When Sen. Joe Gruters arrived in the upper chamber, he tried to set records for the number of bills filed. The Sarasota Republican's 24 bills in the hopper this year seem modest by comparison.
This comes even after Gruters heads to Tallahassee for the first time with no formal political role in the Republican Party of Florida (RPOF). He declined to run again for RPOF State Chair.
But he hopes to complete some yearslong efforts before the wrap of the 2023 Legislative Session. That includes finally bringing alimony reform across the finish line. A bill he sponsored last year passed in the House and Senate before being vetoed by Gov. Ron DeSantis.
"We're bringing it back, and this time with no retroactivity," said Gruters, citing a concern from the Governor's Office. "We have got both sides to agree on language, so I think that's going to pass."
One area where Gruters is more sympatico with DeSantis is the desire to turn School Board races back into partisan campaigns.

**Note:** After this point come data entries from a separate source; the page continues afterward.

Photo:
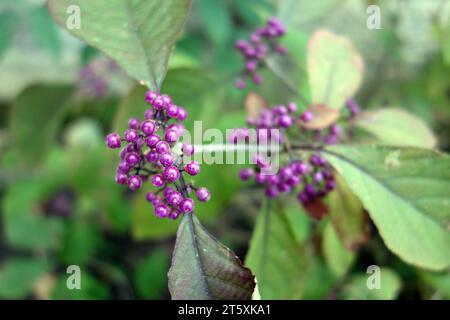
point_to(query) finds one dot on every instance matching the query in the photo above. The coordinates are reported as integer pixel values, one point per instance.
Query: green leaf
(357, 288)
(216, 19)
(444, 20)
(348, 217)
(202, 268)
(439, 282)
(79, 243)
(319, 280)
(24, 227)
(338, 258)
(396, 127)
(44, 31)
(36, 116)
(91, 288)
(300, 13)
(275, 255)
(405, 191)
(150, 274)
(138, 34)
(8, 25)
(18, 275)
(335, 69)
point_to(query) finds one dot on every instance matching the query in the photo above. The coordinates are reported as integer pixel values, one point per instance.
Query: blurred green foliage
(60, 205)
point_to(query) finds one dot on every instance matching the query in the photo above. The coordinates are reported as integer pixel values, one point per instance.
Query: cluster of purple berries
(312, 179)
(148, 155)
(352, 107)
(279, 117)
(261, 43)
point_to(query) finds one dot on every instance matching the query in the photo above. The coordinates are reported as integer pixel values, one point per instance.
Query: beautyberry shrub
(148, 154)
(263, 42)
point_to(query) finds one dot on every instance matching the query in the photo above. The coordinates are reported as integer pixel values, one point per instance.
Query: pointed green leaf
(17, 276)
(348, 217)
(357, 288)
(396, 127)
(203, 268)
(338, 258)
(275, 255)
(138, 34)
(36, 115)
(406, 192)
(335, 69)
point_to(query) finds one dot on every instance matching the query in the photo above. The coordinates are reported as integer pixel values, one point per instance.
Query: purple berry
(292, 107)
(307, 116)
(203, 195)
(174, 214)
(251, 65)
(150, 196)
(166, 159)
(167, 100)
(131, 135)
(246, 174)
(171, 136)
(240, 84)
(132, 158)
(272, 191)
(187, 205)
(293, 181)
(121, 178)
(300, 168)
(168, 191)
(182, 114)
(255, 38)
(330, 185)
(113, 140)
(162, 147)
(283, 187)
(150, 96)
(162, 211)
(192, 168)
(172, 111)
(152, 156)
(241, 45)
(133, 123)
(303, 197)
(310, 190)
(148, 114)
(285, 173)
(260, 178)
(148, 127)
(158, 180)
(318, 177)
(257, 79)
(158, 103)
(171, 173)
(134, 182)
(188, 149)
(175, 198)
(123, 167)
(281, 49)
(152, 140)
(285, 121)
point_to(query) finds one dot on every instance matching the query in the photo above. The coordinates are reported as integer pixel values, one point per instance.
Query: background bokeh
(59, 204)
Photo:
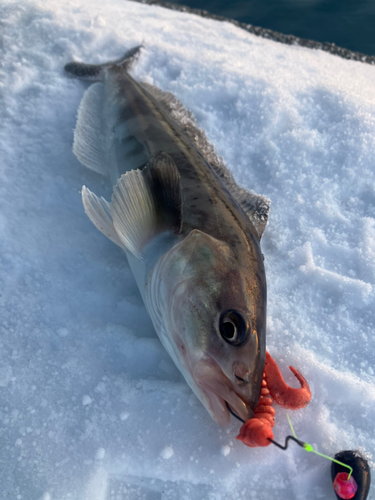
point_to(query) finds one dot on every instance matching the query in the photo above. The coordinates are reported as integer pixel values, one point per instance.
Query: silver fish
(190, 233)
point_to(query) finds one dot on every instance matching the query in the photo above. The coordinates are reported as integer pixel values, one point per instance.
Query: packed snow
(91, 406)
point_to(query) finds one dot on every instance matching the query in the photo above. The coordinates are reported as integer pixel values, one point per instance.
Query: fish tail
(94, 72)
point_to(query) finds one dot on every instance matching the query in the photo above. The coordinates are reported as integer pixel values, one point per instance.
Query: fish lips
(218, 391)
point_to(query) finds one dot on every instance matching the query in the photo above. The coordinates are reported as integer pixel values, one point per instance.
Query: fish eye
(233, 327)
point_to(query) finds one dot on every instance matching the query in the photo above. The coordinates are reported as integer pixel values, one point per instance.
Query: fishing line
(307, 447)
(234, 414)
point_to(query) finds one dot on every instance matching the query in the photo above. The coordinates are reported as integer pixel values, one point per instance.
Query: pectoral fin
(144, 204)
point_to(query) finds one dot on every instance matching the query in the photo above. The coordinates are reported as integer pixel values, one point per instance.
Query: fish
(190, 233)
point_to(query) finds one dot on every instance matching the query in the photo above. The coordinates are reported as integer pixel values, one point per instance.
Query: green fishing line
(309, 448)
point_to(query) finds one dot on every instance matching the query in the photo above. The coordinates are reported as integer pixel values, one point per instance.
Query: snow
(91, 406)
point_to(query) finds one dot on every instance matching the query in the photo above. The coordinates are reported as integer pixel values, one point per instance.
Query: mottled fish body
(190, 233)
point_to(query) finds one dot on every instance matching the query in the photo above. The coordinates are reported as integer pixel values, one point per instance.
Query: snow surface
(91, 406)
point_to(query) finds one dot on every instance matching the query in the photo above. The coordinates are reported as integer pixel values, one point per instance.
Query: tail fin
(94, 72)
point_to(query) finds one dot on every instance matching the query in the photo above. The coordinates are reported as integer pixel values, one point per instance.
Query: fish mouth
(219, 392)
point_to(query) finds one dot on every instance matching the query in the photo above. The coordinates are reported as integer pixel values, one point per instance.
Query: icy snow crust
(91, 406)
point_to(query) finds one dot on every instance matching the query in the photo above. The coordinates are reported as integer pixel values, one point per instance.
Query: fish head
(213, 315)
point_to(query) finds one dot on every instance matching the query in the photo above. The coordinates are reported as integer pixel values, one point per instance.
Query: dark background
(347, 23)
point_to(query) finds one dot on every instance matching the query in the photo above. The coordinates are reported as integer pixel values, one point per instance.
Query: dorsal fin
(254, 205)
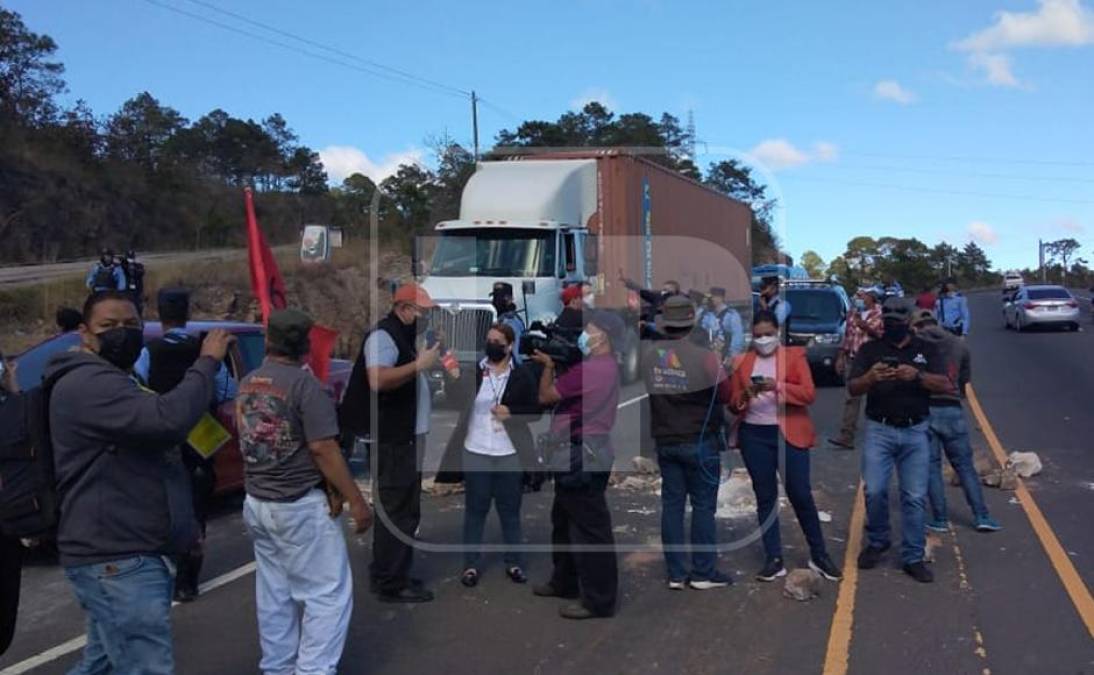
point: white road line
(77, 643)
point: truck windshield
(495, 252)
(814, 305)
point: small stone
(802, 584)
(1025, 464)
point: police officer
(501, 297)
(162, 364)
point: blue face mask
(583, 344)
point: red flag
(268, 287)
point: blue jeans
(499, 480)
(128, 607)
(950, 432)
(689, 470)
(303, 586)
(759, 449)
(908, 451)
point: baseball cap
(288, 330)
(897, 309)
(922, 315)
(414, 294)
(571, 292)
(677, 312)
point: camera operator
(585, 400)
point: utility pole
(475, 123)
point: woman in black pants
(490, 451)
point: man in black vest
(388, 373)
(162, 365)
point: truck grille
(464, 330)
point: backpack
(30, 505)
(103, 278)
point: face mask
(766, 345)
(583, 344)
(895, 332)
(496, 352)
(120, 346)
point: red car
(245, 356)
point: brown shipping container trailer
(656, 224)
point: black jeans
(398, 498)
(11, 573)
(759, 447)
(580, 518)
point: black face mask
(120, 346)
(495, 352)
(895, 332)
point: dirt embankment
(345, 294)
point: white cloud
(594, 93)
(1056, 23)
(891, 90)
(982, 233)
(344, 161)
(777, 153)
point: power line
(335, 50)
(941, 190)
(372, 71)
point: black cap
(897, 309)
(174, 304)
(288, 332)
(502, 289)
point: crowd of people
(135, 488)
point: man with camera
(391, 370)
(897, 373)
(579, 454)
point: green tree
(814, 264)
(28, 79)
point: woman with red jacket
(772, 388)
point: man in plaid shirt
(863, 324)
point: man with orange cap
(390, 372)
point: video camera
(559, 344)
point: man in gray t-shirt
(288, 435)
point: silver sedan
(1042, 305)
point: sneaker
(986, 523)
(824, 566)
(938, 524)
(772, 569)
(870, 556)
(919, 572)
(717, 580)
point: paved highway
(1016, 601)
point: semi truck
(545, 221)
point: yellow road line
(837, 658)
(1072, 582)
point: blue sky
(935, 119)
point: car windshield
(815, 305)
(1057, 293)
(495, 252)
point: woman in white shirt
(490, 451)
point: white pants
(303, 586)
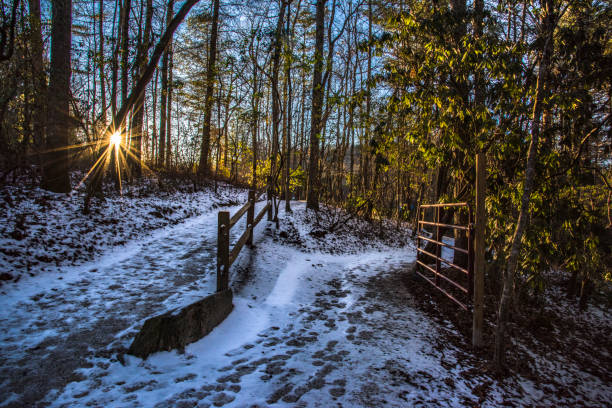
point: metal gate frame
(439, 244)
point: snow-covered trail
(53, 323)
(304, 331)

He notably runs an accounting firm with Eric Robinson, a prominent Republican treasurer who was booted off the Sarasota County School Board in a highly partisan election in 2020, as candidates were expressly forbidden from campaigning as members of a party and neither candidate appeared with party affiliation on the ballot.
In a flip scenario, Sarasota voters elected three Republicans to the board in 2022 in a year when DeSantis endorsed favorites for School Board jobs across the state. And DeSantis again has announced School Board members that he wants Republicans to target in 2024, including Sarasota's Tom Edwards, the candidate who beat Robinson.
All of this shows that regardless of nonpartisan status, campaigns are already party affairs, Gruters said.
The Sarasota Senator, who led the party to victory in 2022 on a law-and-order platform, also is filing an update to Florida's law enforcement officer bill of rights (SB 1086). The bill limits when officers can be disciplined and ensures a process for appealing such decisions.
But Gruters said his home community, like many in Florida, needs a solution on affordable housing. Approving that package will be a tantamount goal.
"People can't afford to live here," Gruters said. "Anybody with employees knows. Everybody renting knows. These rates are being pushed to numbers nobody has ever seen, and it's driving people further north and south."
He said workers have to locate farther from their workplace, and argued the problem will worsen, in part because Florida, and Sarasota in particular, has a national reputation as the best place to live, work and play in the country.
That needs to be preserved with some focus on the environment. He has pushed in past years for red tide research, but algal blooms continue to disrupt the community. He'd like investment in restoration.
He also wants to rekindle a longtime local fight and restart plans to reopen Midnight Pass in the Siesta Key area. "I'm working with some of the Sarasota County Commissioners to bring that back," he said.